Ministério Público entra com ação que pode atrapalhar planos de investimentos de R$ 11 bilhões

Obras de Aleijadinho e, ao fundo, morro que CSN quer minerar em Congonhas

A CSN está enfrentando uma forte resistência para os planos de expansão da sua área de mineração, em Congonhas (MG). Além da mobilização de vários setores da pequena cidade, que tem menos de 50 mil habitantes, a nova pedra no sapato da companhia é o Ministério Público de Minas Gerais, que, no final do mês passado, entrou com uma ação civil pública, com pedido de liminar, para impedir que a empresa leve adiante seus planos de expansão. Segundo o jornal “Estado de Minas” publicou no final do mês passado, o MP descobriu que o Morro do Engenho, parte da Serra da Casa de Pedra, integra uma área destinada à reserva ambiental legal desde 2004 e, portanto, não pode ser minerado pela siderúrgica.
O morro é considerado fundamental para os planos da CSN – que prevê investimentos de R$ 11 bilhões – e alvo de um polêmico projeto de lei que delimita seu tombamento e que vai ser votado pelos nove vereadores da cidade este mês.

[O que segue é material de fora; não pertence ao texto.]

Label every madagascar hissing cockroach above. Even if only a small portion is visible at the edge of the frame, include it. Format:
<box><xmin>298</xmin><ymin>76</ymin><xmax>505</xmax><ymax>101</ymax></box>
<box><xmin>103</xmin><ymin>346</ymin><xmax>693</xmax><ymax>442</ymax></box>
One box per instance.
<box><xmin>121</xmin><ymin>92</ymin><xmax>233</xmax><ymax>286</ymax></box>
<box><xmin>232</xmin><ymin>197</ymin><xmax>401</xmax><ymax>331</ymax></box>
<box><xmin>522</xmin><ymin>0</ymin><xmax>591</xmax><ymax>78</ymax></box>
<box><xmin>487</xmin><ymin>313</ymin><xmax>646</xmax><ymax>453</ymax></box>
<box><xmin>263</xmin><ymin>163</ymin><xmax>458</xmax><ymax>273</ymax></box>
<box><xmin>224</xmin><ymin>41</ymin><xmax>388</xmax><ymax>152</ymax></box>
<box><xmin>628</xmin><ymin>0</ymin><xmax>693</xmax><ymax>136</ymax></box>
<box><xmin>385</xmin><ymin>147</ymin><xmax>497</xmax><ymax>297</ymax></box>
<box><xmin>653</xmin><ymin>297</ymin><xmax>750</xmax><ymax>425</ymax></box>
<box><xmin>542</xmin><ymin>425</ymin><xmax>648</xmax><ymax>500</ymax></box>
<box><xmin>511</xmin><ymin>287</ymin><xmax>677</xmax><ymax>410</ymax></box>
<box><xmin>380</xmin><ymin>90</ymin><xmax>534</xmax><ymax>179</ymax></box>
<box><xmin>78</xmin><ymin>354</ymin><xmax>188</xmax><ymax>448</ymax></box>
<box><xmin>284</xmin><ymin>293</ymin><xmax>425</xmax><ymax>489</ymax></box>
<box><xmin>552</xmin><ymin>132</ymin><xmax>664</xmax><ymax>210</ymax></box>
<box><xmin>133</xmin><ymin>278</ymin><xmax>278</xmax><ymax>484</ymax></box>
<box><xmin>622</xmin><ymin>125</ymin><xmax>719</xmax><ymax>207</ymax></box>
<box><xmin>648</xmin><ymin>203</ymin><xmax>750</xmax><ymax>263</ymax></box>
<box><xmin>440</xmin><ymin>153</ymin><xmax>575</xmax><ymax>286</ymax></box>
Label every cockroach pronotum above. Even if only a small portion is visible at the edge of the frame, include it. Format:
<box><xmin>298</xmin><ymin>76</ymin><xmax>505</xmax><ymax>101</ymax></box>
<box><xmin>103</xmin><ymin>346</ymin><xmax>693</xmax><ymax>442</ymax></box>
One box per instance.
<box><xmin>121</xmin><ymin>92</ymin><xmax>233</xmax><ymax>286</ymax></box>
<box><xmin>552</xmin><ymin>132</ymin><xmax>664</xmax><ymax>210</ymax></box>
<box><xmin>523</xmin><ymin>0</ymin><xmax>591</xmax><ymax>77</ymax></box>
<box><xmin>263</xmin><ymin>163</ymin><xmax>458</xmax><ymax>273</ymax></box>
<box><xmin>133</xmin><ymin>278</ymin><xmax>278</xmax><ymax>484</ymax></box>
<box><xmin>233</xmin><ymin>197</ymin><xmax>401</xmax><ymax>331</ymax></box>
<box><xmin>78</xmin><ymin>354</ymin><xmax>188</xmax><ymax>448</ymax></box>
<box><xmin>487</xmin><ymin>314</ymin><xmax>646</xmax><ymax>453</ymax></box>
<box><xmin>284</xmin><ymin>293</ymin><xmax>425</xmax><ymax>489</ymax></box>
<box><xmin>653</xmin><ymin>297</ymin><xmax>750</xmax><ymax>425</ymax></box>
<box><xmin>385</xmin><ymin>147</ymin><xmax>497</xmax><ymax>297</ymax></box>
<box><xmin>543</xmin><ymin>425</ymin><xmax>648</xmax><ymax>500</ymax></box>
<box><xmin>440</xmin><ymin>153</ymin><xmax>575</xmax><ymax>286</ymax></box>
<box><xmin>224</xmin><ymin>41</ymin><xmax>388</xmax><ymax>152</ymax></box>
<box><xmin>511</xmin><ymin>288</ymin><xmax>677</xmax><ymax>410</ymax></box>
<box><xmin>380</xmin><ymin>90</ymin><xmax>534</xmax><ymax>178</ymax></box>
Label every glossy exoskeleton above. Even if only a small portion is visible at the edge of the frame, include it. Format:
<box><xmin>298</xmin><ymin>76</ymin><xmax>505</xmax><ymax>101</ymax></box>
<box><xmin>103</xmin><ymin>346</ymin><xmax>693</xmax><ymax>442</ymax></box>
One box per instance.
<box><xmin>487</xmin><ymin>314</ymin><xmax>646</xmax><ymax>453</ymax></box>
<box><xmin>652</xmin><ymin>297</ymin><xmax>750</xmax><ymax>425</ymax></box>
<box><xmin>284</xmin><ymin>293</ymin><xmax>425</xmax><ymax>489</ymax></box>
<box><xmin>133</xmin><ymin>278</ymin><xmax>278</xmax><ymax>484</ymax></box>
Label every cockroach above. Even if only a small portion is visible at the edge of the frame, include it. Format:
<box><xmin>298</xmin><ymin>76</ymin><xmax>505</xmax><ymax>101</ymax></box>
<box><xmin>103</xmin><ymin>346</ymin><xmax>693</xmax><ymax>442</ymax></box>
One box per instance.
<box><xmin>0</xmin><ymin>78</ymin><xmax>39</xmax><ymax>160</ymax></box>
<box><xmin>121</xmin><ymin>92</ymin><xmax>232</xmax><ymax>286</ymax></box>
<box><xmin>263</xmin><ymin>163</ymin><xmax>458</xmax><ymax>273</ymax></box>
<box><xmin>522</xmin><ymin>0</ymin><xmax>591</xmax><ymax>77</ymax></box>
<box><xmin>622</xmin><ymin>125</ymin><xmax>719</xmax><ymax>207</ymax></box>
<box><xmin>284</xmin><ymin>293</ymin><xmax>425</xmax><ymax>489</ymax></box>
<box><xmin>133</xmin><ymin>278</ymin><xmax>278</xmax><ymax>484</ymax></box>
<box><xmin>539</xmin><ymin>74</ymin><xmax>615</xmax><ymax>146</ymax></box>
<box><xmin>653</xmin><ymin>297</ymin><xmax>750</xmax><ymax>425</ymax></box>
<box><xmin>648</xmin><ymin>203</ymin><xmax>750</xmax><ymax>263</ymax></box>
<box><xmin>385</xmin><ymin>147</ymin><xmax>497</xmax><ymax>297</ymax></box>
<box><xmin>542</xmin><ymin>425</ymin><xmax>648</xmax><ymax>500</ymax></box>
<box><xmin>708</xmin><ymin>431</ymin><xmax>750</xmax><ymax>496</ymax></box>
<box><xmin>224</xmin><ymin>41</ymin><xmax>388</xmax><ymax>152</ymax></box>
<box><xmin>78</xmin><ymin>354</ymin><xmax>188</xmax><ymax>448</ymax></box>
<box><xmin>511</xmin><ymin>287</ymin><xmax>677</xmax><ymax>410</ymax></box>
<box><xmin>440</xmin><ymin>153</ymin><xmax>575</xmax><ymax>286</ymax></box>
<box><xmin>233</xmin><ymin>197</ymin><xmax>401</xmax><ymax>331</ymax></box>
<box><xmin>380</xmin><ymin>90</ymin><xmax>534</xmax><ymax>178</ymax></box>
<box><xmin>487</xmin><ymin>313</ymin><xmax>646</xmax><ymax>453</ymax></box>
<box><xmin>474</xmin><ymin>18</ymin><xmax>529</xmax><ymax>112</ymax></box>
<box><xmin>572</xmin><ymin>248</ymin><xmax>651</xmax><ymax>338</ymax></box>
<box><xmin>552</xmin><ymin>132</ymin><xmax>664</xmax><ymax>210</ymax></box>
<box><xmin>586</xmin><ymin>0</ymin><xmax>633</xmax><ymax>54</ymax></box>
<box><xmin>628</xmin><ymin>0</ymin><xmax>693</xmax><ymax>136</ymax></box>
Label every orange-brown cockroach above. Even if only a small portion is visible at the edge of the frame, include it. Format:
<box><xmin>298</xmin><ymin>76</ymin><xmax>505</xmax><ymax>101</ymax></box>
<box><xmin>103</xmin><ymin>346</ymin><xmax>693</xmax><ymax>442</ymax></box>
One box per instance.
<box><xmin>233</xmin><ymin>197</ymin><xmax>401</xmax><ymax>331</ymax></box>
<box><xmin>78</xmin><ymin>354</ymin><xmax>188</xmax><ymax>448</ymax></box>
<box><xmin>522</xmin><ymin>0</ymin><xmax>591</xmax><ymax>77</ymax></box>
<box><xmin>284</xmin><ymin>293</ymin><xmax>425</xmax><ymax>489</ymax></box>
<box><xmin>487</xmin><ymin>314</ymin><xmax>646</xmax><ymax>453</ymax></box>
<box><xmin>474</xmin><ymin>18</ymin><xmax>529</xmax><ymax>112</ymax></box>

Segundo o jornal, um dos principais de Minas Gerais, a descoberta foi possível graças à revelação de um estudo da empresa de consultoria ambiental Brandt Meio Ambiente, contratada justamente pela CSN para tentar montar um projeto de transferência da reserva ambiental para outras áreas da companhia, na vizinha Belo Vale e no distrito de Alto Maranhão.
– Chegamos à conclusão de que a CSN, além de não querer o tombamento, quer transferir a reserva florestal, o que é impedido pela legislação estadual e federal – afirmou ao periódico o coordenador das Promotorias de Defesa do Patrimônio Cultural e Turístico do Estado de Minas Gerais, Marcos Paulo de Souza Miranda.

A ação civil pública mobilizou uma força-tarefa do Ministério Público e conta também com as participações do promotor de Congonhas, Vinícius Alcântara Galvão; do coordenador das Promotorias de Justiça de Defesa da Bacia dos Rios das Velhas e Paraopeba, Carlos Eduardo Ferreira Pinto, e do coordenador das Promotorias de Justiça de Defesa das Bacias Hidrográficas, Paulo César Vicente de Lima.

A reportagem do “Estado de Minas” afirma que outro ponto em defesa do Morro do Engenho é que a montanha emoldura os profetas esculpidos por Aleijadinho no adro da Basílica de Bom Jesus de Matosinhos, considerado Patrimônio da Humanidade. Além disso, o morro é uma importante reserva ambiental com 29 captações de água, que responde pela metade do abastecimento de Congonhas. O laudo técnico do MP revela que se a área for minerada implicará “perda imensurável para o meio ambiente e para a sadia qualidade de vida da população de Congonhas”.

O laudo detalha que áreas conservadas, ricas em mananciais e em biodiversidade serão devastadas pelas atividades de mineração. Além disso, o cume do Morro do Engenho, que funciona como uma barreira natural de proteção da poeira oriunda da mineração, será destruído.

O pedido de liminar é para impedir a CSN de mudar a reserva ambiental legal de lugar e determinar que a empresa apresente em três meses um diagnóstico técnico multidisciplinar da situação da reserva, tendo ainda uma proposta de plano de monitoramento ambiental. Se a CSN descumprir, pagará multa diária de R$ 100 mil. O MP quer ainda que a reserva ambiental seja oficializada na matrícula do imóvel e que conste o teor da ação civil pública, para impedir sua alteração.